Un gâteau de terre et de fleurs SA PA, VIETNAM, 2016
N
otre dernier arrêt au Vietnam fut la région autour de Sa Pa, dont les vêtements d’une des ethnies locales, les Hmongs, avaient formé l’imagination de Cerise depuis son enfance. La ville étant un point de départ assez populaire pour les randonnées au milieu des rizières, beaucoup de Hmongs ont aujourd’hui désertés les champs pour devenir guide. En pleine saison creuse, ces dernières étaient plus nombreuses que les touristes dans la ville. Elles attendaient, ennuyées et magnifiques, sur les marches des hôtels, espérant pouvoir accompagner quelques curieux ce jour là.
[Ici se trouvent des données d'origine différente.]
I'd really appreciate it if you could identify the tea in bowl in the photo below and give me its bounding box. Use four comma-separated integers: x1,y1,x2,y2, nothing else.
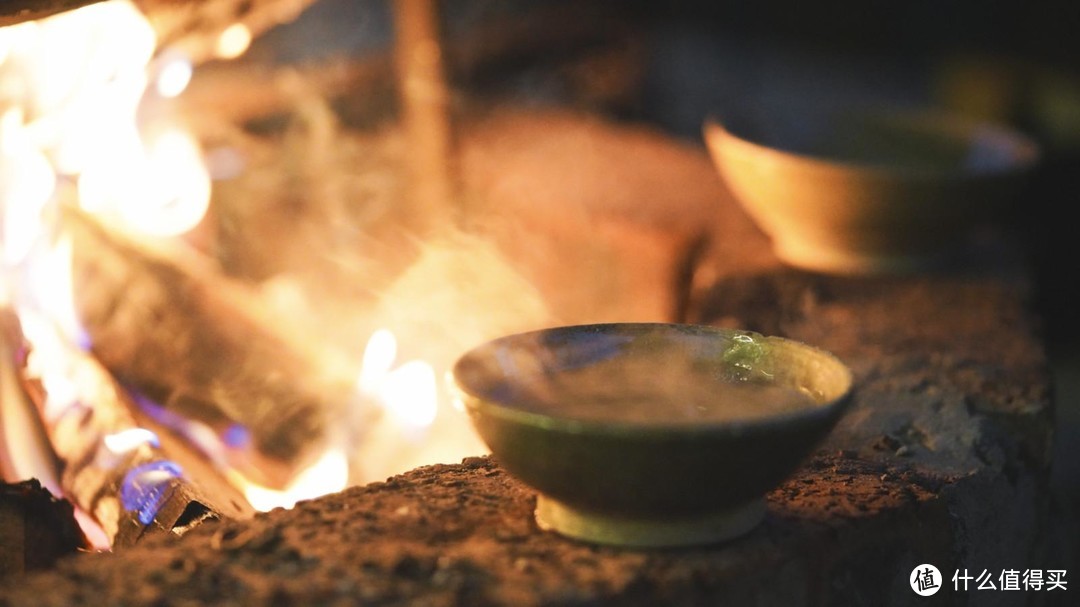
453,323,852,548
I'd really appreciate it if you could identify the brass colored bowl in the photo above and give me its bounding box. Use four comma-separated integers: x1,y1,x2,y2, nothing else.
704,108,1039,274
453,323,852,547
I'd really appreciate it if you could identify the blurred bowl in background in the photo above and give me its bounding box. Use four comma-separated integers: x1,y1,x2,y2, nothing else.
703,107,1039,274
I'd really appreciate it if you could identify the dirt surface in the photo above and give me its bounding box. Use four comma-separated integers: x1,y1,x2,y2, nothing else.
0,111,1069,606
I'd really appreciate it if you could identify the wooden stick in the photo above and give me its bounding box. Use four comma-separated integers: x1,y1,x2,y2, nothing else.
394,0,456,229
2,310,252,547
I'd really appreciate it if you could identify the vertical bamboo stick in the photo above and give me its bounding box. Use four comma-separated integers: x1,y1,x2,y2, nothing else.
393,0,456,232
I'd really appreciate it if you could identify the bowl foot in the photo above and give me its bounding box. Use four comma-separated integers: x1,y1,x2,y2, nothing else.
536,495,765,548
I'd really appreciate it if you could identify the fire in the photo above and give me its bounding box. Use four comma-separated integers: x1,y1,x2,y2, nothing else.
0,0,548,533
356,329,438,434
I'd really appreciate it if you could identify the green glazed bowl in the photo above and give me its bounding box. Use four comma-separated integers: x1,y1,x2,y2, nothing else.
453,323,852,547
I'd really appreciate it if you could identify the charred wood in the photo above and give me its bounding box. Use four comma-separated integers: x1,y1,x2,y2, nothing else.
0,478,90,578
66,206,354,487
La région est effectivement magnifique : les montagnes immenses et sculptées sont peuplées que quelques piqueuses de riz qui donnent l’échelle de ces paysages hors norme. La lumière de la saison des moussons rajoute une pointe encore plus dramatique. C’est pourtant d’une rencontre particulière dont je me souviens le plus : pendant une balade, nous croisons au bord du chemin deux petites filles, accroupies devant une sorte de table qu’elles avaient improvisées d’un bout de bois. Ces dernières, nous voyant arriver, détalent, laissant à regret leurs oeuvres derrière elles. Tant pis. Je m’approche donc pour les regarder de plus près : deux gâteaux de terre, aussi beaux et décorés que ceux que l’on voyait dans les pâtisseries de Ginza. Je suis étrangement ému par ces gourmandises fictives et, d’un coin de l’oeil, je vois les deux petites filles m’observer, cachées derrière un fourré. Précautionneusement, je recule, et alors que nous nous sommes éloigné, je les vois revenir. Ouf, rien de cassé. En haut de la butte, un garçon et une fille partagent une sucrerie et un vélo. Me voyant arriver, le garçon bombe son torse m’arrivant à la poitrine, tandis que la fille me jette un regard noir. Je sens que n’en saurais pas plus sur ce couple à qui on ne la fait pas. Je doute qu’ils partagent un gâteau de terre. Sur le chemin du retour, le soleil rougit à la vue de l’horizon, comme un couple qui se rencontrerait chaque jour pour la première fois. L’air est doux et les nuages au loin juste cotonneux. Je suis à la fois content d’être ici et content de rentrer. Le voyage m’a donné bien plus que je ne pourrais jamais rendre. Je pense à tous ces pays traversés, ces amis laissés derrière moi et ceux que je vais retrouver. Que faire maintenant ? Rentrerais-je vraiment changé, ou pourraisje revenir à un quotidien plus normal, normé ? Je me rends compte que, après un an à avoir traversé des pays inconnus sans jamais savoir où je dormirais le soir même, pour la première fois, je redoute de faire ce pas de plus. “Il faudra écrire”, me dis-je. Ecrire et faire vivre ces souvenirs, les partager et rappeler, à soi et au monde, l’étendu des possibles d’une vie, ses chemins sinueux et ceux qui bordent les rizières de Sapa. Parfois, sur le bord du chemin, on y trouve de beaux gâteaux de terre et de fleurs.